Adding spironolactone to renin-angiotensin-aldosterone system (RAAS) blockers has been shown to reduce albuminuria in patients with diabetic kidney disease (DKD). However, the increased risk of hyperkalaemia is a major concern. This study aimed to evaluate the efficacy and safety of low-dose (12.5 mg/day) spironolactone in reducing albuminuria and improving renal function in Iranian adults with DKD.

Methods

This was a pre-post-treatment study of 60 patients with type 2 diabetes, age > 18 years, albuminuria ≥ 30 mg, estimated glomerular filtration rate (eGFR) ≥ 30 mL/min/1.73 m², and serum potassium level ≤ 5 mEq/L, who were referred to the diabetes clinic of Shariati Hospital, Tehran, Iran. The patients were prescribed spironolactone (12.5 mg) once daily. Changes in urinary albumin excretion (U.Alb), urine albumin-to-creatinine ratio (uACR), blood pressure, serum creatinine (Cr) levels, and serum potassium levels from the baseline over the 12-week intervention period were measured. Statistical significance was set at p < 0.05.

Results

After 12 weeks of taking 12.5 mg/day spironolactone, there was a statistically significant but modest increase in eGFR (p = 0.042), and a statistically significant decrease was observed in both the U.Alb and uACR (p < 0.001). There was a significant reduction in the mean Cr level (p = 0.003). Systolic blood pressure did not decrease significantly (p = 0.079), but diastolic blood pressure decreased significantly (p = 0.007). Changes in serum potassium levels over time were not significant (p = 0.302).
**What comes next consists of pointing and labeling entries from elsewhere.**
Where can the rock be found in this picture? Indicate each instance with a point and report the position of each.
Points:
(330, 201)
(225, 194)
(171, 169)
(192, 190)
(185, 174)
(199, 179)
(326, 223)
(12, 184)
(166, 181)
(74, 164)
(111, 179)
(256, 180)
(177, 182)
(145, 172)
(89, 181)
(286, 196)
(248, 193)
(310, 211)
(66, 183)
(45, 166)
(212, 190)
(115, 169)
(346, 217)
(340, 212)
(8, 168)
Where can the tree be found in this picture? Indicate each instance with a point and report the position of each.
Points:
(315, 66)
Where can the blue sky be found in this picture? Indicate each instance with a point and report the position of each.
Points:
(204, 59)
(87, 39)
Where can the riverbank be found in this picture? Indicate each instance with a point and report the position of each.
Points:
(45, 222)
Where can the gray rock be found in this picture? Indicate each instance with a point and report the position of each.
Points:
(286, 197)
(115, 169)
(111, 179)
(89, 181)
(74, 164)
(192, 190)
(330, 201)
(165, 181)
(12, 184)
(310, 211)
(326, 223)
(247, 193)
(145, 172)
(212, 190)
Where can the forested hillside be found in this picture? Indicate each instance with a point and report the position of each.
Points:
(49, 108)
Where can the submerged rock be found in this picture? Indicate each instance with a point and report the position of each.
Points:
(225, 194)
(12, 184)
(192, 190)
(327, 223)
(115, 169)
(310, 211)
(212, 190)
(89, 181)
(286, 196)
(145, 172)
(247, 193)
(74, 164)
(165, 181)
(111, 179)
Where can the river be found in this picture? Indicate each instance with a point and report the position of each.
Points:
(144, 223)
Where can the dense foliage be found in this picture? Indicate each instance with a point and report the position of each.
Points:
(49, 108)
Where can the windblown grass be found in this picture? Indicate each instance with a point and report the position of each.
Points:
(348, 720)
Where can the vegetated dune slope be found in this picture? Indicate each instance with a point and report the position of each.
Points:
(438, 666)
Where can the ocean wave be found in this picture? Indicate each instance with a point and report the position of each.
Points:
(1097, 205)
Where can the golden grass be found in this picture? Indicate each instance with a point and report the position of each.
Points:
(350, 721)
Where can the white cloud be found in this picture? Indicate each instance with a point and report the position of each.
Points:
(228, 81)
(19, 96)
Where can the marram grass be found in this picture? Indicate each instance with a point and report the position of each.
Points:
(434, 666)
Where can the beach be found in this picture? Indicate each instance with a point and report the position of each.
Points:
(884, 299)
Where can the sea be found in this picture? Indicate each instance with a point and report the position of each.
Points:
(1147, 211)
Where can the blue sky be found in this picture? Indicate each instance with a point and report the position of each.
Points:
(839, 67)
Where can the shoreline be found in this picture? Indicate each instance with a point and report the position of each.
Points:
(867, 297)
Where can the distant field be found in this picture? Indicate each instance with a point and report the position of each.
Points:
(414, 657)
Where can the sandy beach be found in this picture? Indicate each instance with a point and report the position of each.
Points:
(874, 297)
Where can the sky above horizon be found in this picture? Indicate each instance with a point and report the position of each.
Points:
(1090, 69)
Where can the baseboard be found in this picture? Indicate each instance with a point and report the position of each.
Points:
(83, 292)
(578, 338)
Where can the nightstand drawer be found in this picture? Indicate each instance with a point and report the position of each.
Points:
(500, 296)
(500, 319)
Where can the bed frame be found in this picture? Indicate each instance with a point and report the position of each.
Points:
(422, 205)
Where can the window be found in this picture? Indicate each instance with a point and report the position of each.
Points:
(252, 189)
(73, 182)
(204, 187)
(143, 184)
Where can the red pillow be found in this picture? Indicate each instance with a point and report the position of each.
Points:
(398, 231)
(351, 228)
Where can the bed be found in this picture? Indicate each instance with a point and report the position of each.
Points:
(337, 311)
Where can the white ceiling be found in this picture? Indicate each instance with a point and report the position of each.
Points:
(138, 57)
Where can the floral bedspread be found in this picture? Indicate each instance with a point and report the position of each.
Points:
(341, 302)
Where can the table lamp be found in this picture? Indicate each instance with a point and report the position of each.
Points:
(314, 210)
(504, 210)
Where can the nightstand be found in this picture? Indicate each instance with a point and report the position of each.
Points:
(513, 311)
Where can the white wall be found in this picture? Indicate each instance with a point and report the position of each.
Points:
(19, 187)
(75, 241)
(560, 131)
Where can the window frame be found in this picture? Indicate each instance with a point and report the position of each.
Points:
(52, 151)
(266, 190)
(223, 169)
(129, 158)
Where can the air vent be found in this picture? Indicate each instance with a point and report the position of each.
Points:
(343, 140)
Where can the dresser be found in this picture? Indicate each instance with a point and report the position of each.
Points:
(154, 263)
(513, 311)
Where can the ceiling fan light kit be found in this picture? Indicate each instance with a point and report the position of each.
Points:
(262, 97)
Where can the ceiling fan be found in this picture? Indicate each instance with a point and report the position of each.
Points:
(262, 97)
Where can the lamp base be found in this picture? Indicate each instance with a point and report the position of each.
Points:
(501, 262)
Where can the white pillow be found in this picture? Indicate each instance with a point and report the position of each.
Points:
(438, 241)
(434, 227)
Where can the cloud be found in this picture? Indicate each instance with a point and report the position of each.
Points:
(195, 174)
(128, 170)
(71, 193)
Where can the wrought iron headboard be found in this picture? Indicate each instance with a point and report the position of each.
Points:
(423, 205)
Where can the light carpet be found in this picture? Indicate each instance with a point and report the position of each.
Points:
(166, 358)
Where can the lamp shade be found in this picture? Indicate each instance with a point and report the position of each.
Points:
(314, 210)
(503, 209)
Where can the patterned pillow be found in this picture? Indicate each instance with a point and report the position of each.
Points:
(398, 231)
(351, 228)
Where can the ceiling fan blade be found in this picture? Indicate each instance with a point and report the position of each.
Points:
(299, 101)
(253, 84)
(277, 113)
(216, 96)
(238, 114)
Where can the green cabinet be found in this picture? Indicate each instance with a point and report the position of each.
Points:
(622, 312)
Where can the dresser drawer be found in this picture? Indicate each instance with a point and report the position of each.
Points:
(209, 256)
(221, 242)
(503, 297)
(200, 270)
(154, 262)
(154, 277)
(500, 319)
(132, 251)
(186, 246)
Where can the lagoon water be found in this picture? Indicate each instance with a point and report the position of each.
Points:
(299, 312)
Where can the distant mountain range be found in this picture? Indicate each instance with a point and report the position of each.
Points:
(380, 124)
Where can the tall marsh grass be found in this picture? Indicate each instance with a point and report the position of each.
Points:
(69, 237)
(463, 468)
The reduction in albuminuria in patients taking only spironolactone and those taking spironolactone with SGLT2i was not significantly different (p = 0.916 and p = 0.948, respectively).

Conclusions

This study found that adding spironolactone to RAAS blockers effectively reduced albuminuria, mildly increased eGFR, and improved renal outcomes in patients with DKD. Additionally, spironolactone significantly reduced albuminuria, regardless of the concurrent use of SGLT2i.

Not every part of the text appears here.